5. Latino Communities at Risk of Uninsurance
The Latino market enrolled at 18% of all people enrolled in 2020 and grew to 22% by 2025. Latino communities living in Southern states would likely see a dramatic reversal of the progress they have made if the elimination of the expanded subsidies occurs.
Indeed, the majority of Latino families reside in Medicaid-expansion-denying states and thus rely on subsidies under the ACA. According to an alert by the Bipartisan Policy Center, most of these families could lose their benefits once the expiration of the ACA subsidies occurs.

6. Citizens of States that Voted for Trump in the 2024 Election
The states carried by President Trump in 2024 contain 88% of the total enrollment increase under the Affordable Care Act since 2020. The total sign-ups in these states are up an average of 157%, compared with an increase of 36% for states won by Sen. Kamala Harris. In six additional states, including Texas, Mississippi, West Virginia, Louisiana, Georgia, and Tennessee, there’s been an increase of more than three times.
These states also get the most subsidy payments.
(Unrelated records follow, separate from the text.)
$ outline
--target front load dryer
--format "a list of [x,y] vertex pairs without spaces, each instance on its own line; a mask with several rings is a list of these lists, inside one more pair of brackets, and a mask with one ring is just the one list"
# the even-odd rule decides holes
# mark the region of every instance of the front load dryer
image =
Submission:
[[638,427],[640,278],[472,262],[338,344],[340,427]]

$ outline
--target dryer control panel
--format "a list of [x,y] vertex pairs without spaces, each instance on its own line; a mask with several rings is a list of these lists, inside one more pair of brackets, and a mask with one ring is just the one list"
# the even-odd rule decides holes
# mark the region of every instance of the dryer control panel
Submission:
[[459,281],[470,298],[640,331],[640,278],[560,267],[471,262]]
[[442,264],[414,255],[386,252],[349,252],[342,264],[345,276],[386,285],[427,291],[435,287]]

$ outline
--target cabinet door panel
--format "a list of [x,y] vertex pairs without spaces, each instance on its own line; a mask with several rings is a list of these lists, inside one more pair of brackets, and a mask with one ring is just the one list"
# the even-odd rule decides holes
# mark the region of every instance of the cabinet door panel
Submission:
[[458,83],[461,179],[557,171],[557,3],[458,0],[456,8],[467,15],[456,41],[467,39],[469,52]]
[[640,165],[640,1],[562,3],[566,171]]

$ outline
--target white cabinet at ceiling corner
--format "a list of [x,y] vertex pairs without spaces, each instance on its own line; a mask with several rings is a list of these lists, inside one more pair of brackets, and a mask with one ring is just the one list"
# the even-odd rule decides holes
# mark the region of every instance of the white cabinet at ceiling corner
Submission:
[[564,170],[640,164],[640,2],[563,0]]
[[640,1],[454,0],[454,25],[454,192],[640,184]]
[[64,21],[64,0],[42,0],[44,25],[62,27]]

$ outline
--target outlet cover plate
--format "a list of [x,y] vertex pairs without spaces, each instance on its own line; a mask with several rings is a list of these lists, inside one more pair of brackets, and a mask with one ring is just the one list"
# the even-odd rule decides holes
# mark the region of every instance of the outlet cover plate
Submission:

Beneficiaries in Florida have received 31.7 billion dollars in 2025 in premium tax credits, and in Texas, 24.1 billion dollars in 2025, making a total of 39 percent of national share in all. The lack of subsidies will hit this region most.

7. Rural Populations Dependent Upon Marketplace Savings
About 3.1 million marketplace enrollees in 2025 lived in rural areas, where there is a greater increase in the cost of premiums as well as a reduced network of providers. A greater sum of money in rural markets was saved through the increased subsidy by an average of 890 dollars a year, which is 28% more than city residents.
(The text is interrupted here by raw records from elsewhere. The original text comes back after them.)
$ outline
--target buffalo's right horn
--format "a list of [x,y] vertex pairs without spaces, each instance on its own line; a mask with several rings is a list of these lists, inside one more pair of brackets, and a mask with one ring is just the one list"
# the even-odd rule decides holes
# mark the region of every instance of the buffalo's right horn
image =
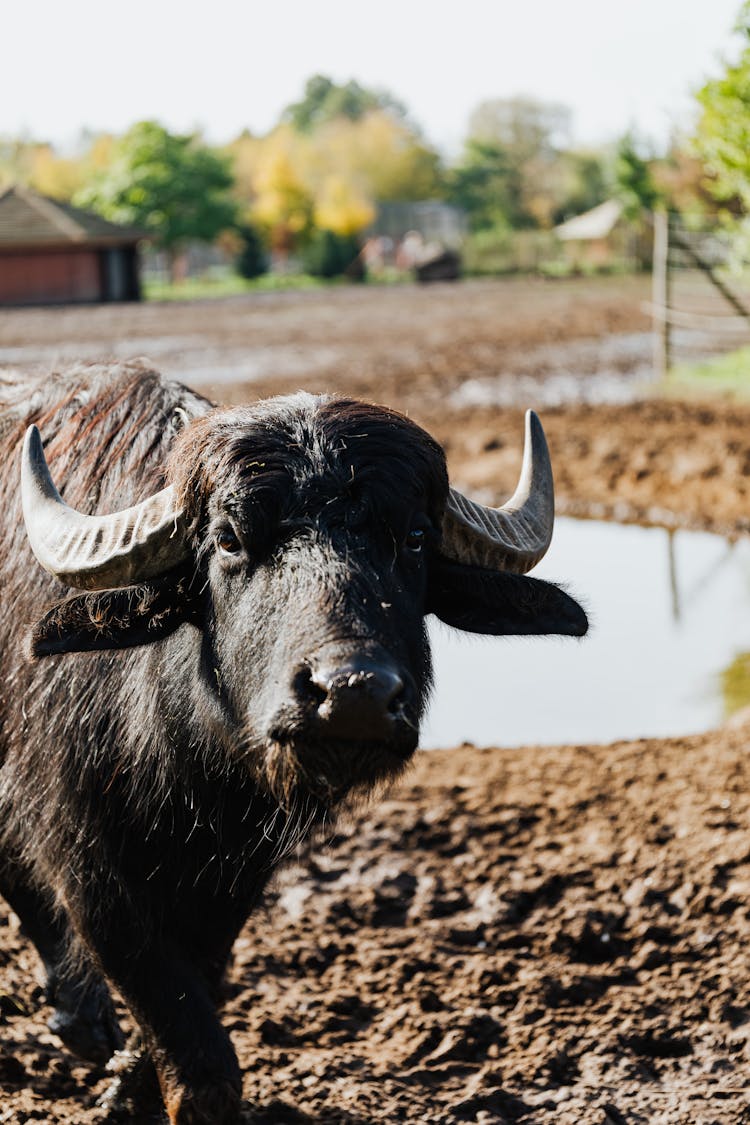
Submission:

Loss of subsidies means that there may be a 37% drop in those who are covered in certain states that are considered rural. This may drop by 30% because of loss of coverage. Increases in premium costs may range from 760 dollars to 3,000 dollars and above per person per month.
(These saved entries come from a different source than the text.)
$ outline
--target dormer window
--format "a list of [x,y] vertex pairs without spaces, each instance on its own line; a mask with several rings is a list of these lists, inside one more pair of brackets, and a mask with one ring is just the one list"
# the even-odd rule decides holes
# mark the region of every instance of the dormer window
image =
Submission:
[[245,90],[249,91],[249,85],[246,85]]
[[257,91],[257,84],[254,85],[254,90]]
8. Low-Income Families Losing $0 Premium Plans
Through higher subsidies, individuals up to 150 percent of poverty, or about $23,000 a year in 2025, would be eligible for benchmark silver plans with a premium cost of $0. Nearly 45 percent of those eligible for market-based plans would fall into this income category. Without improvements, a premium could cost 4 percent of income or $1,607 a year for a family of four at 140 percent of poverty.
Those living a paycheck-to-paycheck lifestyle could find that a minimal increase in expenses could mean a decrease in benefits. Those in a Non-Expansion State could have a loss of benefits at 100%-138% of poverty and not be able to have access to Medicaid benefits either and could be left in a ‘dangerous gap.’

9. Seniors in High-Premium States
Seniors will feel the pain of premium increases in states where the cost of care is high initially. Let’s consider an example. A 60-year-old couple from West Virginia with an income of $85,000 will have to shell out over half a million dollars annually for a typical ‘silver’ group health insurance plan, which at present would cost them approximately $7,225. These states will have fewer insurance companies and minimal competition. This is going to be expensive for seniors because they will have to shell out premium charges that would mean they will spend at least one-fourth or rather more of their income for health insurance.
“The looming expiration of these enhanced subsidies is not simply a footnote in a budget bill; it is, in fact, a seismic shift in health care policy.” Indeed, it is true that millions will be directly and adversely affected; it is also true that they will most probably be facing challenges like economic insecurity in general, and health disparities related to race and lack of insurance choices, per se. If Congress does not address this situation immediately, it will lead to reversal of nearly nine years’ hard work and progress achieved in increasing health insurance coverage for millions of people with an inevitable rise in health disparities related to income and lack of insurance choices for people who will be priced out of health care access.